I was reading this paper. I need help to understand a claim.
Let's take $G$ which is a finite $p$-group. For any subgroup $H\le G$ we define $\Psi(H)$ to be the average order of the elements of $H$ that is $$\Psi(H)=\frac{\Sigma_{h\in H}|h|}{|H|}$$
On page 4 of the paper, it is claimed that
$\Psi(H) \le \exp(G)$ for any subgroup $H$ of $G$.

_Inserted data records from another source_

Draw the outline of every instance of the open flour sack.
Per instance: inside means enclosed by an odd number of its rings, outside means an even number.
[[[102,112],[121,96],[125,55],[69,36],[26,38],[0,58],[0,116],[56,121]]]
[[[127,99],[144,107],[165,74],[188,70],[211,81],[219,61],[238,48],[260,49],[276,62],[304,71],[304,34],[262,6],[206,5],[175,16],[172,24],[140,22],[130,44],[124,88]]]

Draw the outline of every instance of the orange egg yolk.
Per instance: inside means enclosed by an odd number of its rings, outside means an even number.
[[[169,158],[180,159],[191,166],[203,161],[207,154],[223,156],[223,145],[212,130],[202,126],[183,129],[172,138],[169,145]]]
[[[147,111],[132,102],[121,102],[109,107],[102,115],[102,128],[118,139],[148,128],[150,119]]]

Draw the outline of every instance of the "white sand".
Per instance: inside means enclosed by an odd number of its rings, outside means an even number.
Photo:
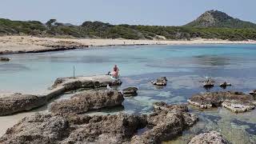
[[[118,46],[118,45],[194,45],[194,44],[256,44],[256,41],[227,41],[218,39],[197,38],[191,41],[171,40],[126,40],[126,39],[75,39],[50,38],[30,36],[3,36],[0,37],[0,52],[11,50],[37,51],[54,49],[50,46]]]

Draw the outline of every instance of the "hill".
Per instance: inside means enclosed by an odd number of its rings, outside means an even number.
[[[226,28],[256,28],[256,24],[234,18],[226,13],[209,10],[186,26],[191,27],[226,27]]]
[[[0,18],[0,35],[170,40],[202,38],[242,41],[256,40],[256,27],[251,22],[234,19],[225,13],[208,11],[199,20],[198,18],[186,26],[112,25],[90,21],[75,26],[58,22],[56,19],[42,23]]]

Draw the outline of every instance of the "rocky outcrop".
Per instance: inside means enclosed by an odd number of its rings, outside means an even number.
[[[216,143],[216,144],[227,144],[228,142],[225,140],[222,134],[216,131],[210,131],[209,133],[200,134],[194,137],[189,144],[205,144],[205,143]]]
[[[8,129],[0,143],[159,143],[197,121],[197,116],[178,107],[150,115],[36,114]],[[146,131],[138,134],[141,129]]]
[[[159,105],[160,104],[160,105]],[[149,130],[135,135],[131,143],[161,143],[177,137],[198,121],[198,116],[187,112],[184,105],[166,105],[155,103],[155,113],[147,117]]]
[[[0,98],[0,116],[30,110],[46,103],[45,97],[14,94]]]
[[[255,97],[255,96],[256,96],[256,90],[251,90],[251,91],[250,92],[250,94]]]
[[[10,59],[9,58],[0,57],[0,62],[9,62]]]
[[[152,81],[151,83],[156,86],[166,86],[167,78],[166,77],[158,78],[158,79]]]
[[[207,78],[206,81],[202,82],[202,86],[206,88],[212,88],[214,86],[215,81],[211,78]]]
[[[122,90],[122,94],[125,97],[136,96],[138,95],[137,90],[137,87],[128,87]]]
[[[82,114],[104,107],[122,106],[124,101],[120,92],[112,90],[88,90],[51,104],[54,114]]]
[[[198,94],[188,100],[189,103],[202,109],[224,106],[233,112],[246,112],[254,109],[254,98],[242,92],[210,92]]]
[[[228,83],[226,82],[219,84],[219,86],[222,87],[223,89],[226,89],[226,86],[232,86],[231,83]]]
[[[119,86],[120,79],[112,79],[109,75],[98,75],[92,77],[58,78],[50,87],[54,90],[63,86],[66,90],[73,90],[79,88],[98,88],[109,86]]]

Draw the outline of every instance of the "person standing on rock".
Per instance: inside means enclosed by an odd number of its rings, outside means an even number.
[[[112,75],[112,78],[115,78],[115,79],[118,79],[118,72],[119,72],[119,69],[117,65],[114,65],[114,68],[113,68],[113,71],[111,73],[111,75]]]

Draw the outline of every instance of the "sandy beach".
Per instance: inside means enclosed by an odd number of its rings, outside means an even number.
[[[183,40],[127,40],[52,38],[30,36],[0,37],[0,54],[35,53],[80,49],[90,46],[130,45],[256,44],[256,41],[227,41],[197,38]]]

Can anyone please help me to understand why the claim is true? And is this true for any finite group, not just finite $p$-group?
Thanks in advance.
Hmm, it seems to be true fairly trivially, so I hope I'm not misunderstanding. For a $p$-group the exponent of $G$ is just the highest order among elements in $G$ by definition. So $|H| \cdot \Psi(H) = \Sigma_H |h| \leq \Sigma_H \exp(G) = |H| \cdot \exp(G)$ and thus $|H| \cdot \Psi(H) \leq |H| \cdot \exp(G)$. Canceling gets what you want. Equality occurs in any elementary $p$-group and a non-trivial cyclic subgroup.
The argument seems to work for any finite group, since in that case $\exp(G)$ is at least as big as $|h|$ for any $h \in H$ (or any $g \in G$).